Labour wants the proposed changes to be rejected altogether. They say that the DNA data should be kept indefinitely regardless of whether the person has been convicted of a crime, as is currently the case. This may seem harsh, but Home Office statistics show that these people - charged but not convicted - often go on to commit crimes in the future. Governmental statistics which were, according to Labour, deliberately suppressed from the public by the Home Secretary, suggest that, if the plans go ahead, 23,000 criminals a year, including 6,000 guilty of serious crimes, such as rape and murder, would be absent from the database, hampering police efforts to solve and fight crime.
Conversely, the JCHR, in their review of the Bill, have stated that the government needs to further legitimise the retention of this DNA for any such a period. While the committee applauds the intentions of the bill, it has raised concerns that it "may not go far enough" in attempting to satisfy the individuals' rights to privacy, thereby not adhering to basic human rights.
This is the type of debate where it is impossible to discern right from wrong. From Labour's perspective, how can the government possibly legitimise this bill when solid evidence shows that crimes will be harder to solve? So, they should keep the DNA. But then this is inconsistent - these 23,000 criminals would surely commit just a small fraction of the 10 million crimes committed in the UK in 2010. So why not keep the DNA of all potential criminals - i.e. everyone - and create a full DNA database. Think of how many crimes could be solved then. They still wouldn't be stopped altogether, though, so why not introduce more CCTV? And to stop crimes at home, why not introduce surveillance in private, as well as public, areas? The truth is, this logic has to stop somewhere, and it's hard to define where. The prospect of a 1984, Big Brother-run state shows that crime prevention is not all important - privacy should be valued also.
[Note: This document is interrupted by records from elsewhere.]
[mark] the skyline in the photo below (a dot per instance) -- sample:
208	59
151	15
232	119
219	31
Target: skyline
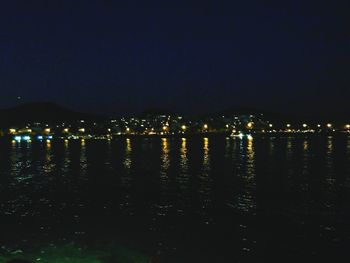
113	58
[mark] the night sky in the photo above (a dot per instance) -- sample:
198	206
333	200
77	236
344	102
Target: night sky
111	57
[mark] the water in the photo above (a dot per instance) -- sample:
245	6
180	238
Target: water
195	199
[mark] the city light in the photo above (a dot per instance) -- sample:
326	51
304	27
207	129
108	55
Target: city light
26	138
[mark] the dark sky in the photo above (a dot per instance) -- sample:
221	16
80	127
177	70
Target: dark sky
111	57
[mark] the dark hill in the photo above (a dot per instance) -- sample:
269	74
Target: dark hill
41	112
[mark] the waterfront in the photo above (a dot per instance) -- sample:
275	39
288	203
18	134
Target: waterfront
196	199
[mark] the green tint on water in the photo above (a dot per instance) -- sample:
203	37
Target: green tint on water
73	253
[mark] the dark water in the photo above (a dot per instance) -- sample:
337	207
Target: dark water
198	199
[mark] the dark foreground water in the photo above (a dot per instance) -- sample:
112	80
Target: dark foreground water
198	199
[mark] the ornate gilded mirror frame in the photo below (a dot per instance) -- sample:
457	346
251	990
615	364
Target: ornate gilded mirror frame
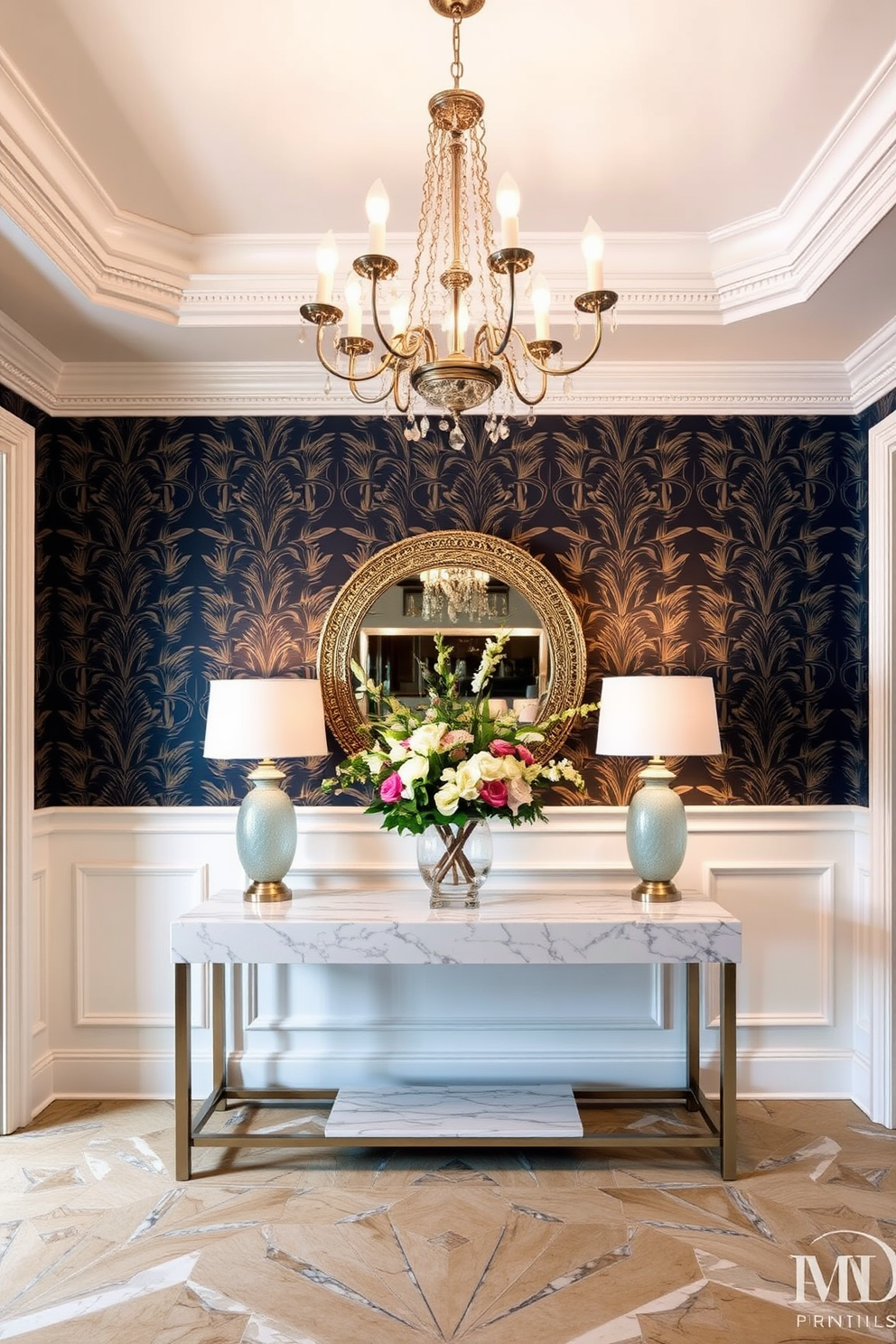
474	550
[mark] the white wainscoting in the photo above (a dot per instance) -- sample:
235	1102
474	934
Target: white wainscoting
107	882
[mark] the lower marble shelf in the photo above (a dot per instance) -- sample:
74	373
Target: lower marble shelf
455	1112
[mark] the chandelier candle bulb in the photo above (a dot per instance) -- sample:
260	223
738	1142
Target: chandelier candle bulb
377	215
327	259
400	314
542	305
508	201
352	294
455	264
593	253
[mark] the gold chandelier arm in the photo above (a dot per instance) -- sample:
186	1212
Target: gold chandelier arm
369	401
571	369
411	341
350	377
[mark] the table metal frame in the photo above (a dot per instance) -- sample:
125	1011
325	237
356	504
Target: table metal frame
722	1121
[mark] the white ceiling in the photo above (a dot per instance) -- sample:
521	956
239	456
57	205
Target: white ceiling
167	168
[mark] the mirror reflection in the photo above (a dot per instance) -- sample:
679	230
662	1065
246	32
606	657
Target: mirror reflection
466	586
395	641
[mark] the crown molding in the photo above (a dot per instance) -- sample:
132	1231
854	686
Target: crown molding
780	257
607	387
27	367
747	267
872	367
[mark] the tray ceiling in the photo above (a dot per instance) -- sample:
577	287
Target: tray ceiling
167	171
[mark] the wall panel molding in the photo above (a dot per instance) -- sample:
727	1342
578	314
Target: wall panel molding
99	945
352	1024
809	957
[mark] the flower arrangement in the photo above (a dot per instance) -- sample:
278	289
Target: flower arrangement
452	763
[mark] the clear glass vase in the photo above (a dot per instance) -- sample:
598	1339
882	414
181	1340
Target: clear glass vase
454	862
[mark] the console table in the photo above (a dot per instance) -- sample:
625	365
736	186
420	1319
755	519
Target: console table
397	929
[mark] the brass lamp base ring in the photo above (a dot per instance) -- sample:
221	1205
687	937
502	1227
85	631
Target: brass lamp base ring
375	266
267	891
457	385
656	891
507	259
597	300
322	314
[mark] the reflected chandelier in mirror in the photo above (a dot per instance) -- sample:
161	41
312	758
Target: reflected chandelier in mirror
559	664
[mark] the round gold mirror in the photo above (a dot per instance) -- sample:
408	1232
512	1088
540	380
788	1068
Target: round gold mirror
382	608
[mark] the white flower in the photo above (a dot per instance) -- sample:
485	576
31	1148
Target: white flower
426	738
415	768
563	769
498	768
518	792
466	779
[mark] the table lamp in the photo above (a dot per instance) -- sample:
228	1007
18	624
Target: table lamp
262	718
658	716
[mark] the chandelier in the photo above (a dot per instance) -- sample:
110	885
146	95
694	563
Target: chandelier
458	275
465	593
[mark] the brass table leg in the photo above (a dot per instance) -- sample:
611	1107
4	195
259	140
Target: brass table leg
728	1069
692	1027
218	1055
183	1090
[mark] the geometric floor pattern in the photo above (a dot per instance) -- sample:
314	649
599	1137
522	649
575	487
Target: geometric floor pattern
98	1244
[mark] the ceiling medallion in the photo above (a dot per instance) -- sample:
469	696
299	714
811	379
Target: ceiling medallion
455	281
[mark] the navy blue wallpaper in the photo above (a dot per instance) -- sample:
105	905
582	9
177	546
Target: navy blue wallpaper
171	550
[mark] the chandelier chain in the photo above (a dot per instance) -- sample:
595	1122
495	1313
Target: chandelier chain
457	66
460	281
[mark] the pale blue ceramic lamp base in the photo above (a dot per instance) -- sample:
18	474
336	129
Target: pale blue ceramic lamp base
266	835
656	835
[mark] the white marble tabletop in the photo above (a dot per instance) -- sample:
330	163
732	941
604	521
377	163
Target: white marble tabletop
397	928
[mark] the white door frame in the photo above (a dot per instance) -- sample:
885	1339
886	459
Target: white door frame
882	793
16	769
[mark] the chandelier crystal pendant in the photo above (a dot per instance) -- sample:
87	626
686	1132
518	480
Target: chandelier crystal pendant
458	275
463	593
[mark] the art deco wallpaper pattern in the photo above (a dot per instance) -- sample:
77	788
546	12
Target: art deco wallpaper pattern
176	550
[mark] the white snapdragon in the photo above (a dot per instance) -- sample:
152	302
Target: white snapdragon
492	655
563	769
427	738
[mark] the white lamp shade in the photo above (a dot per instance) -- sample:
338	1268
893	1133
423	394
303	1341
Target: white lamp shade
253	718
658	715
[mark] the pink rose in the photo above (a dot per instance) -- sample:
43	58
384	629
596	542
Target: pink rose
493	792
391	788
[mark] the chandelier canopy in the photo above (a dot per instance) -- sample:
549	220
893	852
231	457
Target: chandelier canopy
458	277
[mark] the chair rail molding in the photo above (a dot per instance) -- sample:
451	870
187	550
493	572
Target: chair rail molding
16	781
882	693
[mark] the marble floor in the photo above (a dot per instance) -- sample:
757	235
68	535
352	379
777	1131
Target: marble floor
98	1244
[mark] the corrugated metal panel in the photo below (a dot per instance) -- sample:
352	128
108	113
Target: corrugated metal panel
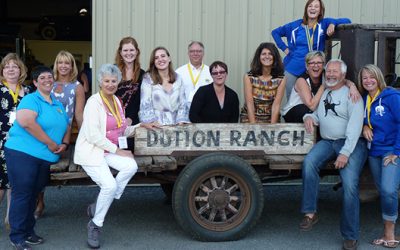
230	29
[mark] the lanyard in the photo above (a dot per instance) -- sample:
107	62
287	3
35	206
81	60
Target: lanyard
194	81
13	95
310	39
368	107
115	113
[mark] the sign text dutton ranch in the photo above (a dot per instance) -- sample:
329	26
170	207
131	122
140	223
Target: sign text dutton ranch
280	138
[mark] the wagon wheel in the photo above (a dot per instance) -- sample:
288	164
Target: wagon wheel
218	198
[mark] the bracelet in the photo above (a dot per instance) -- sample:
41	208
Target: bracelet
66	145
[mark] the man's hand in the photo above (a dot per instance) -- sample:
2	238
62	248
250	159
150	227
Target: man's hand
341	161
367	133
309	124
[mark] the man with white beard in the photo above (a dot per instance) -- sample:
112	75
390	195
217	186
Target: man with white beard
340	121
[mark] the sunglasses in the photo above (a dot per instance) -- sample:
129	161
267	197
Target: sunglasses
215	73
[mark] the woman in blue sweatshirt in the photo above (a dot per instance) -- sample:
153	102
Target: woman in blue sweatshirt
382	130
303	36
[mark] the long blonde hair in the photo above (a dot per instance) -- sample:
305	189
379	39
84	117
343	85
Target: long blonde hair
376	73
153	71
15	58
66	57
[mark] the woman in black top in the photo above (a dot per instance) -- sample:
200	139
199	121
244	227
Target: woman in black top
127	60
215	102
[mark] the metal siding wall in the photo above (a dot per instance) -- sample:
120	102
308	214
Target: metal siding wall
230	29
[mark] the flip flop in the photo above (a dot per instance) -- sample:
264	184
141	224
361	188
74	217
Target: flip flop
391	243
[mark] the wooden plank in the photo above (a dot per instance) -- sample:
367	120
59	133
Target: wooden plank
165	162
272	139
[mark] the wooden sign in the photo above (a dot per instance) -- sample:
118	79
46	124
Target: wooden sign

With that in mind, let's consider the JCHR proposal. In technical terms there is no difference between you, me and a person who has not been charged of a crime. Therefore, it is surely incorrect to retain their DNA, thereby holding them as suspect to future crimes and infringing on their freedom. Statistics show that they many will go on to commit crimes but, in the name of fairness and regularity, we must concede that others are just as likely to commit crimes. If our DNA is kept, then why should theirs? And what about people who have been convicted but then acquitted of crimes? Surely their DNA should be deleted from record as well. Further, should the freedom of a reformed criminal still be kept? Shouldn't they, at some point in time, regain their rights to privacy and right to freedom? Go too far with this, and the result is anarchy and a stretched police force. As with crime prevention, freedom cannot be an outright priority.
And so here is the coalition government. Stuck between Labour and the JCHR; more broadly, stuck between security and freedom; more dramatically, stuck between Orwellian 1984 and lawless anarchy. There are three main problems in this debate - three reasons why no one should envy government in making this decision: firstly, as has been demonstrated, freedom and security feed off one another; secondly, because it is necessary to create a consistent rule, but very difficult to do so; and, thirdly, because it's impossible to please everyone, and impossible to fully satisfy anyone. It's a political party's nightmare.